Q11: How many phrases are there in a complete plot?

A: A complete or traditional plot comprises phases like exposition, conflict, climax, denouement.

Q12: What is exposition and how to make it?

A: Exposition is the part of a plot that provides the essential background information so that the events in the plot have a sound basis to begin and so that the reader is able to understand the characters and the action. When the exposition consists of an action, it is called the initiating action.

(1) By relating an unusual or dramatic event. For example, the dramatic event of Henchard selling his wife in The Mayor of Casterbridge not only starts the plot effectively but also shapes it largely. Firstly, the event immediately gets the reader's attention. Secondly, the event provides a sort of center for the novel. The separation is to affect the character sand the plot.

(2) By describing a meaningful scene. For example, in the first paragraph of The Power and the Glory, the sinister, death-laden atmosphere foreshadows what is going to happen.

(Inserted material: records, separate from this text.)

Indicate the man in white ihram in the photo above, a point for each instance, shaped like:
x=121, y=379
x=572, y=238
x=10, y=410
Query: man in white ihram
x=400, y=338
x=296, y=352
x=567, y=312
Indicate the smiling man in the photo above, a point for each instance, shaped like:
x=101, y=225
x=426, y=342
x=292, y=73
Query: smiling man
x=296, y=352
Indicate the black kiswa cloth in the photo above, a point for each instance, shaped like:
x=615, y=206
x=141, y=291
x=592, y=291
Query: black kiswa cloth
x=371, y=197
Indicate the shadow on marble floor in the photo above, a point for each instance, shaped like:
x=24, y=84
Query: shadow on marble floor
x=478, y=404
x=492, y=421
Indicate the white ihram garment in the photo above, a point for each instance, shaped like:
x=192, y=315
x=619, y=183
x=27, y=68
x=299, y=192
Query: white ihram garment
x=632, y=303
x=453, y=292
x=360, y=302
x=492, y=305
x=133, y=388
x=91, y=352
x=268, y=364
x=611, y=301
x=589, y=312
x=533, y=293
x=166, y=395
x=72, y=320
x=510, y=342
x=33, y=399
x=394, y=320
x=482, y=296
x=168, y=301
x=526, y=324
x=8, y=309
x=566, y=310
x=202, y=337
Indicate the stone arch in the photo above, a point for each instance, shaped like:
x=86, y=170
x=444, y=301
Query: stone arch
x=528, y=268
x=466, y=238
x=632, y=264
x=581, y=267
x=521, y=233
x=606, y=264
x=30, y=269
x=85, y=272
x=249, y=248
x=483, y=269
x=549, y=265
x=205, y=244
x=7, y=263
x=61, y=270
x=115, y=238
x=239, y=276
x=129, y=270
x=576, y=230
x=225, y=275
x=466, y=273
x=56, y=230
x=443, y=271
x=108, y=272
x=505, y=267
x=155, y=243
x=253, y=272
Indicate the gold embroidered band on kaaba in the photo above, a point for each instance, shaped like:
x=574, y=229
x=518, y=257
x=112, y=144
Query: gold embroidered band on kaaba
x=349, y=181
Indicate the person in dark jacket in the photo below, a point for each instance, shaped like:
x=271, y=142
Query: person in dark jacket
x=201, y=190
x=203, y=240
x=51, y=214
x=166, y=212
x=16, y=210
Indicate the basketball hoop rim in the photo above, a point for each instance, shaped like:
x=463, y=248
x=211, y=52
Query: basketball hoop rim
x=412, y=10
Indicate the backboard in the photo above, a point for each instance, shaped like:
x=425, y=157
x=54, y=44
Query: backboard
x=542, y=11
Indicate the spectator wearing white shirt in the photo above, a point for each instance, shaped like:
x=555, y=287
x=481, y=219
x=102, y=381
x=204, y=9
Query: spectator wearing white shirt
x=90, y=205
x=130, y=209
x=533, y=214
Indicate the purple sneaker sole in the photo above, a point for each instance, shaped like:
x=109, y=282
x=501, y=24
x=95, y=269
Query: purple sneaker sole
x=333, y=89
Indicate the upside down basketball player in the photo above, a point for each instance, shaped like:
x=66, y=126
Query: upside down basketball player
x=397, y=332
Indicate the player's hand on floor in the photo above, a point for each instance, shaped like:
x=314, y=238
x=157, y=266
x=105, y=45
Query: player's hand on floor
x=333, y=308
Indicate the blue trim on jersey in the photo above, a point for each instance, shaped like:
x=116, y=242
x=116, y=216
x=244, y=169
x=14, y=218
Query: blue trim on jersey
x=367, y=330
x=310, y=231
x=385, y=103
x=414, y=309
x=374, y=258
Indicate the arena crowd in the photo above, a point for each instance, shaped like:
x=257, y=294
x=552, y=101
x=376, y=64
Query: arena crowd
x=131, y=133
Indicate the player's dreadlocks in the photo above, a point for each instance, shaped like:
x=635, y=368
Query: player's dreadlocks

(3) By setting up a contrast. By contrast, tension is built. Since the point of a plot is the graduation toward the highest conflict, it is natural and good to begin a plot with a conflict or contrast of minor import that will lead to the climax. The contrast can be between scenes, between characters, or between a scene and a character. The opening sentence of Pride and Prejudice ("It is a truth universally acknowledged that a single man in possession of a good fortune must be in want of a wife.") sets two types of people in contrast. The beginning of The Scarlet Letter contrasts the black prison door with the rose bush beside it summarizing symbolically the conflict between a severe society and natural human desire.

Q13: What is the function of the conflict?

Conflict is the confrontation of actions, ideas, desires, or wills. In the plot of a novel, there are usually more conflicts than one. The conflicts eventually lead to the climax. Although conflicts are to create tensions, not all conflicts are capable of effect. For example, in a football game, when the losing team is fighting back, there is a conflict, a clash of action. But if the score is 10-0 and there is only five seconds left, there is little tension, for the result is almost certain. Therefore, a conflict should be as intense as to arouse the reader’s interest and give him anxiety.

Q14: Explain the role of climax and denouement.

A: Climax is the most important and intensest one of the conflicts in the plot upon which the whole novel pivots and whose resolution virtually ends the novel. In terms of significance and emotional intensity, the conflicts preceding the climax constitute the rising action and those succeeding the climax the falling action.

Denouement is a word borrowed from Latin, meaning “unknotting” It is equivalent to the falling action.

Q15: How to prepare before making a plot?

A: All things exist in the three-dimensional system of time, space and value. So in an analysis of an event, there are four factors to consider: they are the doer and the doing (they are inseparable, so considered as one factor), the time, the space, and the value.

Q16:How to manipulate time in novel writing?

A: (1) To decide a time span. The historian attempts to record humanity from time immemorial to the infinite future, but the novelist is contented to write about part of this time span.

(2) To omit some time units from the time span already decided upon. Imagine that someone has chosen to make a true-to-life record of every minute (not to mention the seconds) of three years of a person's life on video tapes. It is impossible, even in words. Even if he succeeded few people would take interest in viewing it, because it must have been without a focus of attention. Therefore, out of necessity and desire to create a focus, the novelist has to omit some days, months or years from the time span he has chosen to write about.

(3) To disorganize/ reorganize time. Of course, the novelist can narrate events in the order of natural time. But for various reasons, the novelist sometimes has to take some event out of the time sequence and tell about the result first and then trace back to the causes. This technique is called "flashback."